Of course, she told her dad that mom was in the bathroom crying and she couldn't get in. I didn't mean to fall apart in front of her. I couldn't even talk. How do you tell your five year old that mommy is sad because daddy has been dishonest? I had no words. My husband tried to get me to come out of the bathroom and once I gained my composure, I did emerge.

The next couple of hours were awful. He took blame, as well he should, while I conveyed to him my hurt and anger. My trust for him is gone and I always treasured that this was so strong in our relationship. After a while, I had no more words and he talked to me as he got ready for work. I prayed and fell asleep in mid prayer. Somehow, I rested without interruption.This morning, I typed him a two page letter of how I felt and my conditions, since I feel you can't throw away nearly 9 years of a relationship.
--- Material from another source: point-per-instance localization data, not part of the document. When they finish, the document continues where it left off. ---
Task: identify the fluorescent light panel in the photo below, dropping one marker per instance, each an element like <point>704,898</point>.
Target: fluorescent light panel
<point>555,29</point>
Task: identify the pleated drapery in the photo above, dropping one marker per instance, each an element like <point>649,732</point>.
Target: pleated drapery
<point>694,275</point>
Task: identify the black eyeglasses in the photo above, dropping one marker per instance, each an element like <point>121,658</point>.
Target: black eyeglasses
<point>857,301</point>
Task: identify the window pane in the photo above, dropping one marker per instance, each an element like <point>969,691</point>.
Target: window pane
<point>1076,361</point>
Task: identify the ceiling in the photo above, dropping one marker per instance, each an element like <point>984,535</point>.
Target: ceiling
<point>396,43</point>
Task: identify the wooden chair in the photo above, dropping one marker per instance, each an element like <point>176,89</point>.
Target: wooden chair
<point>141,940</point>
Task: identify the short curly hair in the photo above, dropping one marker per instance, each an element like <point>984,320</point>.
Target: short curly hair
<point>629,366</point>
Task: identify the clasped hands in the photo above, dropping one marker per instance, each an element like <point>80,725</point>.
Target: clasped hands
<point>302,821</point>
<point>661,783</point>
The phone rang as we were getting ready to leave for school and work. I didn't answer. I knew it was him and I didn't want to get caught up talking and be late. I rode to school with Zaura, watching the sun rise and marveling at how beautiful everything was, even though I felt so bad. After our 30 minute commute, I turned into the daycare parking lot to see my husband's car parked out front. We walked the little one in then sat in his car to talk. I could tell he'd been crying and he looked nearly as bad as I did. I spoke first, telling him what I'd written in my letter. He was in agreement and said he would do whatever he needed to do to regain my trust. Then, he talked, saying over and over again how wrong it was of him, but that he also needed to seek out help (since he didn't seem to be able to overcome this alone). Of course, that was also one of my conditions and I am totally standing firm to that. I sincerely can't do this again.

I've never dealt with infidelity on a cyber level before (my father cheated on my mother, but that was a flesh and blood mistake). I'm not sure how to deal with this. He hasn't physically touched anyone (and he confessed everything last night, so I know he hasn't) but there were a lot of things said in these messages that just floored me. I had no idea he had those kinds of thoughts. I knew he had a freaky side and I think I would have been fine with him expressing it with me, but with strangers and online? I don't know. I do, however, feel strong in my conviction that this is wrong and that something needs to be done, in order to salvage our relationship. I do love him and I know that he loves me, but you absolutely must have trust. Now, with this and the possibility of having a special needs child, I need prayers more than ever.